Mangan offers upbeat music for the depressed

Dan Mangan is eager to admit he’s in flux. After touring for four years on the strength of his debut LP, Postcards and Daydreaming, he has recently released critically acclaimed follow up, Nice, Nice, Very Nice and the differences between the two are remarkable.

“I’d get calls from journalists and the first question they’d ask would be: ‘How does it feel to make depressing music?’ ” Mangan recounts on the phone from Vancouver. “My first CD was a kind of dark, sombre experience, and I think as a human being, I mean, four years passed between the two releases. I think I grew up a lot and got a lot more comfortable in my own shoes.”

His latest release is remarkably more upbeat, but doesn’t depart from the introspection that has made him such a versatile songwriter. A lot of the inspiration behind Very Nice derives from the significant amount of time Mangan spent on the road and the ups and downs of being a touring musician.

“In the last four years, I spent 40 to 50 per cent of my time touring and I think that’s definitely affected it,” says Mangan. “The idea of coming home, and the idea of leaving home, the people you meet on the road and the people you miss, that you aren’t seeing because you are on the road — there’s an interesting dynamism there, and I would say that’s definitely affected this record quite a bit.”
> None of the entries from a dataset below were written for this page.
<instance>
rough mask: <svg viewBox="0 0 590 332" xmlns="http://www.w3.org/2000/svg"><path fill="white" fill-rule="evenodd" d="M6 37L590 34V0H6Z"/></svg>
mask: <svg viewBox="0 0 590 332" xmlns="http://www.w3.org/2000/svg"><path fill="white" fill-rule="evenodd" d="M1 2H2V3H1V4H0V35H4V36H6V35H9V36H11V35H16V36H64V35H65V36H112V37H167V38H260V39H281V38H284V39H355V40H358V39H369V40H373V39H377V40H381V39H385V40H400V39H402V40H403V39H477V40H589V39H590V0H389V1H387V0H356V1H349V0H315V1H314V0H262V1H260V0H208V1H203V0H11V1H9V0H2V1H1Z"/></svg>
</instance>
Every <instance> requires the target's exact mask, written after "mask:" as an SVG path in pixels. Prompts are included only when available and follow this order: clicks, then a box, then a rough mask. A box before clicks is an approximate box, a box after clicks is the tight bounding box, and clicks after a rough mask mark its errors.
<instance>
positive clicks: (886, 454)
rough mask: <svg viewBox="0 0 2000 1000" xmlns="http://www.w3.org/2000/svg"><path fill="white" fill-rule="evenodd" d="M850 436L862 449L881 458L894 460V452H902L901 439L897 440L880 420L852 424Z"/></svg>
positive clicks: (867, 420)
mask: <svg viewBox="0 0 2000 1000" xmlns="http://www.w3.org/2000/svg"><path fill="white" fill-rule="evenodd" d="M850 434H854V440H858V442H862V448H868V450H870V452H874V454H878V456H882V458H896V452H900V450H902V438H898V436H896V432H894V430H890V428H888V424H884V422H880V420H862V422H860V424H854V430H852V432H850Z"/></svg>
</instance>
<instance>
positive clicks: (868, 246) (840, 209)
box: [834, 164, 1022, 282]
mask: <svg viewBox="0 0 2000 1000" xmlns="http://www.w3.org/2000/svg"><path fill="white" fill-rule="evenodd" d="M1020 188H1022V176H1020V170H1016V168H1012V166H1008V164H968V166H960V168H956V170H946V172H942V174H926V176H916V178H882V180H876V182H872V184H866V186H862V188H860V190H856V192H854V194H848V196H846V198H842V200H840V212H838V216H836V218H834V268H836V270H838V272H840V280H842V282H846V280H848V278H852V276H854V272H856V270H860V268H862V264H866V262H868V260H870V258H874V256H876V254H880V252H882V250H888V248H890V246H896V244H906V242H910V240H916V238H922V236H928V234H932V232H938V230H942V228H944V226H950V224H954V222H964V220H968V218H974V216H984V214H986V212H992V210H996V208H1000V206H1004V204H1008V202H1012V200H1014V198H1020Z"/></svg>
It’s not just his songwriting that makes Mangan a capable musician. His knowledge of the changing nature of music affords him the opportunity to offer his music to fans over the globe. After streaming his first album off his website, you can now listen to many of the songs from the new album on his MySpace account and his music can be purchased on iTunes. He recognizes the important role the internet can have in shaping a musical career and how it has changed the music industry for the better.

“I think with the Internet, it equals the playing field and it’s allowing people, who maybe, 10 years ago, would have had a hard time having a viable career in this industry, all of a sudden they are paying their rent,” explains Mangan. “They may not be a superstar, they may not be filling huge stadiums, but I think most of those people never really wanted that anyway. A nice result of the Internet is that more good music is happening than ever before, and it’s because more of that ground level good music is being supported that used to not get supported.”

Despite the rise of piracy and illegal downloading, Mangan remains optimistic about the current state of the music industry. A good plan for such an exciting young musician.

“It’s a really exciting time for music in general,” Mangan concludes. “I think that right now what we’re getting is a real sonic innovation happening in music, but at the same time a return to an appreciation for lyricism and a kind of song writing in it’s more traditional form.”